I’m not talking about the occasional fast one that is every adolescent’s right of passage. She’d come home from work around 11, kiss me goodnight… and then sneak out. How do I know this? On Thursday, she snuck back in at 6 am, but bumped into my husband having breakfast. Uh, she came downstairs to use the bathroom? Fully clothed—with shoes? Ok, she confessed tearfully. She came down to sneak a cigarette. Is that why the car engine is warm? Ok, she cried, she was hanging out at the local diner. On Friday, I woke up at 3 am and found her blanket in an artfully staged hump, complete with the soft loop of music she uses to put herself to sleep. I drove to the diner. It had closed at midnight. I pulled back into our driveway about 4 am. So did she. Busted. Ok, ok, she confessed tearfully. She’s been hanging out at a pool hall.
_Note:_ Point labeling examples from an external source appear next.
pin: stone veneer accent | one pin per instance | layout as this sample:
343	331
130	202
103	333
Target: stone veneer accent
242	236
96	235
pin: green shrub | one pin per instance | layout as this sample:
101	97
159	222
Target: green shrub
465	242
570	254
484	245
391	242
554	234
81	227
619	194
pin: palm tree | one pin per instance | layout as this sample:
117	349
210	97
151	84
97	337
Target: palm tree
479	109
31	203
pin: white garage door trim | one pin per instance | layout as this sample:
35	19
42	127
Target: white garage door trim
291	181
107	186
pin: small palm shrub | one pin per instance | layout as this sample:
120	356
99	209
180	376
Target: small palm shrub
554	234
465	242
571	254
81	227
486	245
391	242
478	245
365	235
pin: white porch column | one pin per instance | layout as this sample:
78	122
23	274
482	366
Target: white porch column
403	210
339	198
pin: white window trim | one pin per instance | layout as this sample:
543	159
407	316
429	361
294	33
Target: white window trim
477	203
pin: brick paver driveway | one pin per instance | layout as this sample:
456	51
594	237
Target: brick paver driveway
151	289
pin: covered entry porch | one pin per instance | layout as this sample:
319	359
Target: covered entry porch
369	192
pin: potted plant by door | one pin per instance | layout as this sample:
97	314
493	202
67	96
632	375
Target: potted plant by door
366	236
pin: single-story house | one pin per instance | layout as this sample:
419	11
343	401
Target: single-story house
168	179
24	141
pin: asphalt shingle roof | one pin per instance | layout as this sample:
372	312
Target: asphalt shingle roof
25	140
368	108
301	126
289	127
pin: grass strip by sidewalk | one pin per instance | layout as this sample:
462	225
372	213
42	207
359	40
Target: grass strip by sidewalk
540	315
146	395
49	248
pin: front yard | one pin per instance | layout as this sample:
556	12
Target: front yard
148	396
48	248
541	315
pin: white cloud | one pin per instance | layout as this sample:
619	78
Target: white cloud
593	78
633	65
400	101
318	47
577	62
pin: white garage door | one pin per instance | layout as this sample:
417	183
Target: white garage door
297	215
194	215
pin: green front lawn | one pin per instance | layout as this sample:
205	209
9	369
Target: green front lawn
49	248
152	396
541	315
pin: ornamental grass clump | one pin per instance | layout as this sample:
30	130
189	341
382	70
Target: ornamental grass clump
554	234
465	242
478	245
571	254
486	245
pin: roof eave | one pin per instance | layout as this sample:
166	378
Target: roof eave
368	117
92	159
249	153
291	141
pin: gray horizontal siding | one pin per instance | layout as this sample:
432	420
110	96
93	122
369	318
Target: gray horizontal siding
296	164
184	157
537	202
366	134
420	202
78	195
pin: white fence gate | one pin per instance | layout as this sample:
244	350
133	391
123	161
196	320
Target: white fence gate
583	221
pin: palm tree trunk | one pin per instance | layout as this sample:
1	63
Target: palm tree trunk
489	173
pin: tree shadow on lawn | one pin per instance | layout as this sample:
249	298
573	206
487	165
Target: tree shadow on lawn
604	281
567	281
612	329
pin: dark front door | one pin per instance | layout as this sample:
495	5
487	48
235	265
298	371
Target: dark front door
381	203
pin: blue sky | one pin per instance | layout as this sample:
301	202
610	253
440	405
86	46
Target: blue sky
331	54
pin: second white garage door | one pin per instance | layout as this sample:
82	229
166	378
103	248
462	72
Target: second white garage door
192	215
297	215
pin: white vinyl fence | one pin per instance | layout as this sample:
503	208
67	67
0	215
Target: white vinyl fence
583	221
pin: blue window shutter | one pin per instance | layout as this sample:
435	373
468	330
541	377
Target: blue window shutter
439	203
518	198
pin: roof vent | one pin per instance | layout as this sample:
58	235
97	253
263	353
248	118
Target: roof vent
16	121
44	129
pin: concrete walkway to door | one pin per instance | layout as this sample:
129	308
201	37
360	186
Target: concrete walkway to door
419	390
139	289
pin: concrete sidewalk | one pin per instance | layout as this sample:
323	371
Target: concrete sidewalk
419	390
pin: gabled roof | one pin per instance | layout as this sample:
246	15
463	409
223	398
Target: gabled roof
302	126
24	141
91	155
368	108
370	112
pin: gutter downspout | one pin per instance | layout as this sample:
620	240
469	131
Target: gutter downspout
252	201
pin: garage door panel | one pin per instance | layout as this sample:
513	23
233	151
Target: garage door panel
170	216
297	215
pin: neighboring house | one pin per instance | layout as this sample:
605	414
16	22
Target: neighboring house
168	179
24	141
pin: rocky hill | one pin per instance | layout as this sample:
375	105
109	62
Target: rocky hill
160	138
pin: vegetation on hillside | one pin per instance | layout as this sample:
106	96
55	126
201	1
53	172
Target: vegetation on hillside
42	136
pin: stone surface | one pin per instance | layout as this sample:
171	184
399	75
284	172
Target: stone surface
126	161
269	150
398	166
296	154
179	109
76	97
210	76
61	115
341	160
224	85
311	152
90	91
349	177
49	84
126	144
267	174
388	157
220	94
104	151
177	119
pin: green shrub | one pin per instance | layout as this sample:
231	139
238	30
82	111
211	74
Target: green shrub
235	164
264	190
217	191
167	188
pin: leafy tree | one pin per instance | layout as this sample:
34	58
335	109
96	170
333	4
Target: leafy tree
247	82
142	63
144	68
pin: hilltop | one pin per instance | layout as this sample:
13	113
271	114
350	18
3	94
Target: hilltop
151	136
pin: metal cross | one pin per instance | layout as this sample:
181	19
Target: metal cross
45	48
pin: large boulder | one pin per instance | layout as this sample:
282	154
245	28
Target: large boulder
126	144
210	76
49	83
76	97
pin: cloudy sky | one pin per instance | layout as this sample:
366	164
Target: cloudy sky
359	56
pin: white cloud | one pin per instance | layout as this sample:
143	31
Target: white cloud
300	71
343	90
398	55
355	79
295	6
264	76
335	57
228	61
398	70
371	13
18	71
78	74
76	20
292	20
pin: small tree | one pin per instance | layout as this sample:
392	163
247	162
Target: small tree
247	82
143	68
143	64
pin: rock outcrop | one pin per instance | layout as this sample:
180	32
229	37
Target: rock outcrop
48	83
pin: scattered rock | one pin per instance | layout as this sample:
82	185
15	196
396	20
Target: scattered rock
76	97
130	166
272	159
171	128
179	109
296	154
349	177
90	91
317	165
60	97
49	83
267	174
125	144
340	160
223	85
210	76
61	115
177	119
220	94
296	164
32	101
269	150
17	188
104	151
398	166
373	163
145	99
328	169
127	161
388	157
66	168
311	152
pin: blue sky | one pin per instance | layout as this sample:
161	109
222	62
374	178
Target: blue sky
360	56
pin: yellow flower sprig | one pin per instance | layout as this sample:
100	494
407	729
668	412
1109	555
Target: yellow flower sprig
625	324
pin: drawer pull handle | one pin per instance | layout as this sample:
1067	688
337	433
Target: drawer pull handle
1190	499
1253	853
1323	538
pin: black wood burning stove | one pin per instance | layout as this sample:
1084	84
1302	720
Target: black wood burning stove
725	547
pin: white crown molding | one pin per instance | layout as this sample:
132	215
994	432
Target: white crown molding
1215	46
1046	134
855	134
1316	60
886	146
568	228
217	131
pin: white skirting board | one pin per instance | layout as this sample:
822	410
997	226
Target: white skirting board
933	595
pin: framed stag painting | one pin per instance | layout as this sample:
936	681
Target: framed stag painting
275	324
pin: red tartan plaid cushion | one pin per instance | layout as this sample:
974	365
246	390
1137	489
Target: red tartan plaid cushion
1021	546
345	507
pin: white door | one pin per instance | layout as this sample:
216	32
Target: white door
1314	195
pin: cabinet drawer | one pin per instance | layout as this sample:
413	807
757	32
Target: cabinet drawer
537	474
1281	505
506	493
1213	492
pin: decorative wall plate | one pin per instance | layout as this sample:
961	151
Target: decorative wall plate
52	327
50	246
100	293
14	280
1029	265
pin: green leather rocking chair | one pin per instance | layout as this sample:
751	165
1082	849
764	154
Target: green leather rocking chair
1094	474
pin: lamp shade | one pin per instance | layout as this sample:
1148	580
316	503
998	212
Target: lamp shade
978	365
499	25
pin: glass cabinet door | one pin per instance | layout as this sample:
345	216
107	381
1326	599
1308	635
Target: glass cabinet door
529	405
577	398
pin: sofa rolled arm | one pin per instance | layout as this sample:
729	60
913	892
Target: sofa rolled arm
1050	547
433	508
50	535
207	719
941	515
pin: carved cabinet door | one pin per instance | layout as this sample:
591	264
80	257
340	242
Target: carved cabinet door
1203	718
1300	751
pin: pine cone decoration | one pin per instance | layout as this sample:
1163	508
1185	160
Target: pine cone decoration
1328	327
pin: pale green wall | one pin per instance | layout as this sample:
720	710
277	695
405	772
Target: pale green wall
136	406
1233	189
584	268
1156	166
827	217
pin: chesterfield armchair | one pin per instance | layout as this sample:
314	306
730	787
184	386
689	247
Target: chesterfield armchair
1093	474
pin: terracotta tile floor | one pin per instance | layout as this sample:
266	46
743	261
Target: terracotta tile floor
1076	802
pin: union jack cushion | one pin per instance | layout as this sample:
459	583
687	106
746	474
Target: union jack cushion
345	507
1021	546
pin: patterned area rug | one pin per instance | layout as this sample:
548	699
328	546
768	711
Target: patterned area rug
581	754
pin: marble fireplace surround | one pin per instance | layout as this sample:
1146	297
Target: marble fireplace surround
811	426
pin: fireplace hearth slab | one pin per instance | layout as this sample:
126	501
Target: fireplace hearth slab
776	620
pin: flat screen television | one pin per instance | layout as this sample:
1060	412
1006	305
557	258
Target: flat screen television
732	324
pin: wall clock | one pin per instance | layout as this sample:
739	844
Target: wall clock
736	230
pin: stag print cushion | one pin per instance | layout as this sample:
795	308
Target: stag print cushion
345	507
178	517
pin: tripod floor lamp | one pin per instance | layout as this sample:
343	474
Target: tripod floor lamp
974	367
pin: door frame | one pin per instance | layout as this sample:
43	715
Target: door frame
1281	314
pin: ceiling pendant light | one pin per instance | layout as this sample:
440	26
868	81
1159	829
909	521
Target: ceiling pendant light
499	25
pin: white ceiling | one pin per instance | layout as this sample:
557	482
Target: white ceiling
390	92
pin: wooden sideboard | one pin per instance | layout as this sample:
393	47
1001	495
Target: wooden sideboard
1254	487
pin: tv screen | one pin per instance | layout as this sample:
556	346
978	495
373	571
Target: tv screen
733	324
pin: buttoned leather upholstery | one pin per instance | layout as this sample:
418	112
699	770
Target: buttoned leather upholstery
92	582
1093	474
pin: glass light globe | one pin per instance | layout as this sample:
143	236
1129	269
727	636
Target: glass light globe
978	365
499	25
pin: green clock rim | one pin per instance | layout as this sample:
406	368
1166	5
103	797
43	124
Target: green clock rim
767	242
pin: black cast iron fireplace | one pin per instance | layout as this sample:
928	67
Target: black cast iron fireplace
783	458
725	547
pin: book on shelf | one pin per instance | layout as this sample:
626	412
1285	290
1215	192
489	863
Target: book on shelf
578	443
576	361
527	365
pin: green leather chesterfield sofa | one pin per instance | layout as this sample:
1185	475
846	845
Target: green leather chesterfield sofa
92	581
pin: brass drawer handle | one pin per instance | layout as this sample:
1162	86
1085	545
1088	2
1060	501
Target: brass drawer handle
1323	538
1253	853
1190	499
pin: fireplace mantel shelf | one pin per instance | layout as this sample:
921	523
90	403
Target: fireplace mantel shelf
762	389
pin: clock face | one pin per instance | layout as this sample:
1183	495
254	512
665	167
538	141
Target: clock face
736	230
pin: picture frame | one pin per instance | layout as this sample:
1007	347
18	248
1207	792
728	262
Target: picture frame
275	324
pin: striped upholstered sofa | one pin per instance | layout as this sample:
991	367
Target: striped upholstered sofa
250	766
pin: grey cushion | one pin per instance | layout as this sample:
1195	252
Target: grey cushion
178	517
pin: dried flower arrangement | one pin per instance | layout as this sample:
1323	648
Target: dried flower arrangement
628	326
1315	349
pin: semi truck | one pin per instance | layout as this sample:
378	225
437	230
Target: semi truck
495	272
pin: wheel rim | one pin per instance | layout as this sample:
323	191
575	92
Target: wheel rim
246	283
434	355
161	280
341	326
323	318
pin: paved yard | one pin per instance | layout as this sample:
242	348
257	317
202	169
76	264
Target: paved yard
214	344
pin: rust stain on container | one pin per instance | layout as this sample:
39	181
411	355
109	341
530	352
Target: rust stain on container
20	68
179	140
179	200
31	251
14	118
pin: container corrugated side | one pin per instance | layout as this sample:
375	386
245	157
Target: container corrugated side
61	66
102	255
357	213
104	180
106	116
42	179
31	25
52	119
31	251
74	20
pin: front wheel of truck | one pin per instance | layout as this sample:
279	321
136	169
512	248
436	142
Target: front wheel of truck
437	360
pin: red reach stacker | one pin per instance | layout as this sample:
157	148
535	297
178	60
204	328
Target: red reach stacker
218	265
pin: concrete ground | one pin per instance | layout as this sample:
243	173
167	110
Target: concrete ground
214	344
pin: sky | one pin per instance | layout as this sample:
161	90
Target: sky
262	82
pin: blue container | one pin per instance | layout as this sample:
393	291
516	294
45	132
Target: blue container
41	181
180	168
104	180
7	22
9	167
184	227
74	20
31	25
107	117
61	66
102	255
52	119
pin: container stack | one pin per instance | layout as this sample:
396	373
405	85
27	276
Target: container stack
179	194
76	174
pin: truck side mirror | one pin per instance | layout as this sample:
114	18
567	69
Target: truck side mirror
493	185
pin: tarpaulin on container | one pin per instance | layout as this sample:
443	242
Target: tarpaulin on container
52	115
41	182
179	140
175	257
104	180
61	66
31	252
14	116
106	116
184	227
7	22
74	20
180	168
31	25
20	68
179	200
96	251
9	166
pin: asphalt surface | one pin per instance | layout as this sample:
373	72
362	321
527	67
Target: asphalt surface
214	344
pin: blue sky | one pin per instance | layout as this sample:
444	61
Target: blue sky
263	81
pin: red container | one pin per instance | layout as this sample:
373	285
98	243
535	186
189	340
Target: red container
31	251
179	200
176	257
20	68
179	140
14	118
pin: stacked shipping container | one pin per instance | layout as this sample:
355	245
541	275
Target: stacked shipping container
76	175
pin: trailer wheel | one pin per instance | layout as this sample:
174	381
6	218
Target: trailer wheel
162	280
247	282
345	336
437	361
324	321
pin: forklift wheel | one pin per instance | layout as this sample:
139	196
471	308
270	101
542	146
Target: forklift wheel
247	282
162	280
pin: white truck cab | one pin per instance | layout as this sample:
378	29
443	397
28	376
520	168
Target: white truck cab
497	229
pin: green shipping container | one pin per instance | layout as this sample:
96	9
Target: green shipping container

But I don’t know if even that is true. Because pool costs money. And she shouldn’t have had extra spending money. I made sure she deposited all but $10 per week of her paycheck.
For five years, I did everything I could. Psychiatrists and social workers, drug tests and curfews. I locked our internet and confiscated her cell phone. I made her put her car keys into my hand before she went to bed.
And in the years before? I made her stuffed animals talk in funny voices at bedtime and slipped her bits of pie crust dough and her own rolling pin. I woke her for moonlight swims and showed her Orion’s belt over the Grand Canyon. I quizzed her on the layers of the earth and tucked love notes in her lunch box.
When I reported her disappearance to the police, they told me there was nothing I could do. After all, she is 18.
In May, she stopped going to school. Despite all my coaching, all my monitoring…all my hopes for the most basic future for her…she will not get a high school diploma.
Still, every morning, I seem to hear her alarm screaming through her snores. For a minute, I move to yank her out of bed. Then I stop. Because now, my giggly blue-eyed baby, my tormented girl all in black, the police are right. I may be your mother. But for now, there is nothing I can do.